With that coming corporate tax fight in mind, I’d like to point your attention to some analysis by my friend, Cato Institute scholar Dan Mitchell.
Dan starts his discussion of lowering corporate rates with the idea that taxing something inevitably gets you less of it. Look at cigarette smoking for example, where punitive taxation has greatly reduced the number of smokers.
Then Dan applies that principle to corporate taxation, suggesting lower corporate tax rates could even generate more revenue in the long run. Dan writes:
America’s 35 percent corporate tax rate (39 percent if you include the average of state corporate taxes) is destructively high compared to business tax systems in other nations.
Last decade, the experts at the American Enterprise Institute calculated that the revenue-maximizing corporate tax rate is about 25 percent.
More recently, the number crunchers at the Tax Foundation estimated the long-run revenue-maximizing rate is even lower, at about 15 percent.
You can (and should) read their studies, but all you really need to understand is that companies will have a greater incentive to both earn and report more income when the rate is reasonable.
But since the U.S. rate is very high (and we also have very punitive rules), companies are discouraged from investing and producing in America.
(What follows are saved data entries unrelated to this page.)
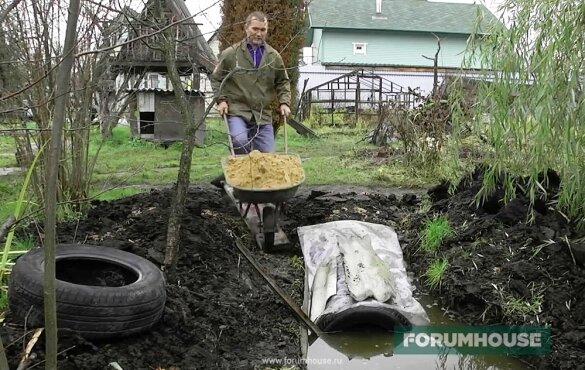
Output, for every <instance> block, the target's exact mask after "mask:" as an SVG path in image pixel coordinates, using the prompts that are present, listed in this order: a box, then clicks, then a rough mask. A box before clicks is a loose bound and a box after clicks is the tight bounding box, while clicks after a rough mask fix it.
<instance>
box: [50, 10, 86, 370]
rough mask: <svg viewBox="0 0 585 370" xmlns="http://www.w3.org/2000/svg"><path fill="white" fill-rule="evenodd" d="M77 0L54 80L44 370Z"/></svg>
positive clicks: (50, 161)
mask: <svg viewBox="0 0 585 370" xmlns="http://www.w3.org/2000/svg"><path fill="white" fill-rule="evenodd" d="M79 8H80V0H71V1H70V2H69V15H68V19H67V29H66V31H65V43H64V45H63V52H64V56H63V61H62V63H61V65H60V66H59V72H58V73H59V75H58V78H57V81H56V83H57V84H56V90H55V92H56V94H55V114H54V118H53V128H52V130H51V149H50V155H49V159H48V166H47V176H46V179H47V180H46V181H47V187H46V196H45V200H46V203H45V240H44V253H45V262H44V263H45V276H44V293H43V295H44V303H45V346H46V347H45V356H46V363H45V369H51V370H56V369H57V353H58V352H57V348H58V347H57V307H56V299H55V228H56V211H57V209H56V208H57V175H58V172H59V160H60V155H61V142H62V135H63V125H64V122H65V107H66V105H67V102H68V100H69V92H70V80H71V69H72V67H73V60H74V58H75V55H74V53H73V49H74V47H75V43H76V38H77V31H76V30H77V20H78V18H79Z"/></svg>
Firms also have an incentive to seek out deductions, credits, exemptions, and other preferences when rates are high. And multinational companies understandably will seek to minimize the amount of income they report in the United States.
In other words, a big reduction in the corporate rate would be unambiguously positive for the American economy. And because there will be more investment and job creation, there also will be more taxable income. In other words, a bigger “tax base.”